Keseriusannya menekuni bisnis tersebut membuat istri Dian yang semula enggan mendukungnya untuk mengabdi di keraton berubah pikiran. Sang istri memang awalnya kurang setuju Dian menjadi Abdi Dalem karena mengkhawatirkan segi ekonomi. Namun, Dian mengemukakan pendapatnya, bahwa rezeki tidak selalu berwujud finansial. Menurutnya, hati yang tenang dan persahabatan yang datang kepada mereka juga merupakan berkah. Di sisi lain, ia memahami kegalauan istrinya, terlebih mereka telah memiliki dua orang anak. Berkat kompromi dan saling pengertian, Dian mendapat lampu hijau untuk memenuhi panggilan jiwanya. Sang istri juga menemukan peluang bisnis jasa binatu yang terus berjalan hingga kini.
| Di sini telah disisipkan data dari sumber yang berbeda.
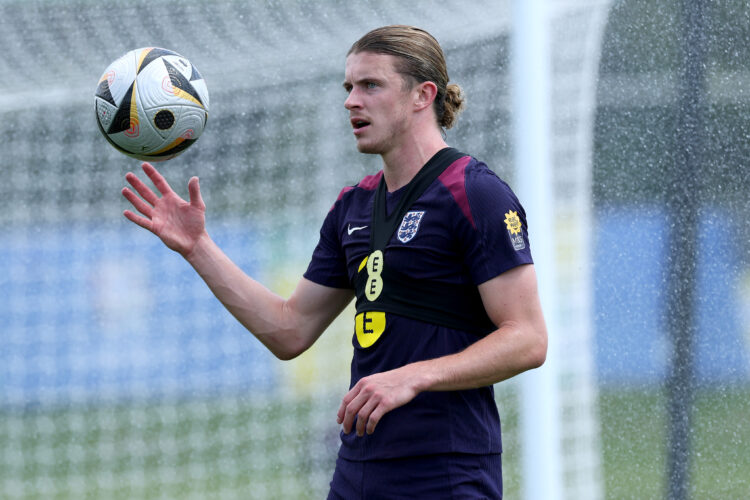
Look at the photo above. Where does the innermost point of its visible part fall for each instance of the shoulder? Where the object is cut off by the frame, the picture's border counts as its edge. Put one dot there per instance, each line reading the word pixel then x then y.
pixel 366 186
pixel 475 188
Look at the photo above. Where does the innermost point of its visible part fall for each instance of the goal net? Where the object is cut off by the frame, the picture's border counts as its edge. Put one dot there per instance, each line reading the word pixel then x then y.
pixel 120 375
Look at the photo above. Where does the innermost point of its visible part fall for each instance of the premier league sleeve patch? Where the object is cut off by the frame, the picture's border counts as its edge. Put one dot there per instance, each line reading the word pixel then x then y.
pixel 513 224
pixel 409 226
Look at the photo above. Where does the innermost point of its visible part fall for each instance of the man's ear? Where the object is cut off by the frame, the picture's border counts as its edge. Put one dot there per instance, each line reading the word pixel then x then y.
pixel 424 95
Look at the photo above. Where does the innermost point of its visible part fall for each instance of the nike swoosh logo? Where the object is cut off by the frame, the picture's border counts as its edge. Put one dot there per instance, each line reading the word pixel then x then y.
pixel 351 229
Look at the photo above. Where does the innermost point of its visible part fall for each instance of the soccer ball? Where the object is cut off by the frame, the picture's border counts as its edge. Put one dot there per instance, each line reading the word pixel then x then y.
pixel 151 104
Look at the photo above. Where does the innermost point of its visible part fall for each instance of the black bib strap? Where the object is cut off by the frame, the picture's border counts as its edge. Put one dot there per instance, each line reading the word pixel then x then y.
pixel 383 225
pixel 455 306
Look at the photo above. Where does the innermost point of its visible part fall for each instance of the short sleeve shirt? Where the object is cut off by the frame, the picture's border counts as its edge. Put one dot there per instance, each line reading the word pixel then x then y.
pixel 466 228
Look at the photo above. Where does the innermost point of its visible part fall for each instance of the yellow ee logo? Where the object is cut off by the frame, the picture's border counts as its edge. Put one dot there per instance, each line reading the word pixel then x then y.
pixel 369 326
pixel 374 285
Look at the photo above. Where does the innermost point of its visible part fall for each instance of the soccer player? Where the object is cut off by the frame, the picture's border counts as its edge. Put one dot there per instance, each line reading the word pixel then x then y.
pixel 434 248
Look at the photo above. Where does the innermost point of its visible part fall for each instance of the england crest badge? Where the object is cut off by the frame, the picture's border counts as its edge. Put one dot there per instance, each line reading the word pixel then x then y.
pixel 409 226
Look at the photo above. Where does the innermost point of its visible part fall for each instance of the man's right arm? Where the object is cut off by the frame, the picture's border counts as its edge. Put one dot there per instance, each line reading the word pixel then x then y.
pixel 286 327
Berkah yang Dian rasakan setelah mengabdi di keraton adalah kedewasaan, pematangan pikiran, dan kenyamanan hidup. “Jadi nggak pernah berpikir yang aneh-aneh,” jelasnya. “Pada saat orang sekitar kita menginginkan sesuatu, saya sudah nggak menginginkan apa-apa. Jadi sudah benar-benar merasakan tenteram.” Ia tak lagi mementingkan gengsi, “Kayak motor (yang penting) bisa buat jalan, fungsional, bukan untuk gaya hidup.” Ia juga menghilangkan hal-hal yang memberatkan pikiran sehingga bisa menjalani hidup dengan santai.
Dian menilai keraton kini sudah cukup maju terkait teknologi informasi. “Menurut saya pribadi sudah ada kelebihan khusus. Punya nilai plus daripada era-era yang dulu. Pemucalan sekarang tidak harus di tempat pawiyatan. Ketemuan di sini aja sudah bisa. Kalau dulu harus pawiyatan delapan jam, empat jam, tiga jam, sekarang bisa langsung bertemu tanya jawab.”
Ia berharap anak-anak muda bisa mempelajari budaya Jawa sejak dini. “Mulai dari sekarang, mulai detik ini bisa belajar kebudayaan sendiri. Kalau bukan dari kita, dari siapa lagi, karena budaya adalah jati diri kita.”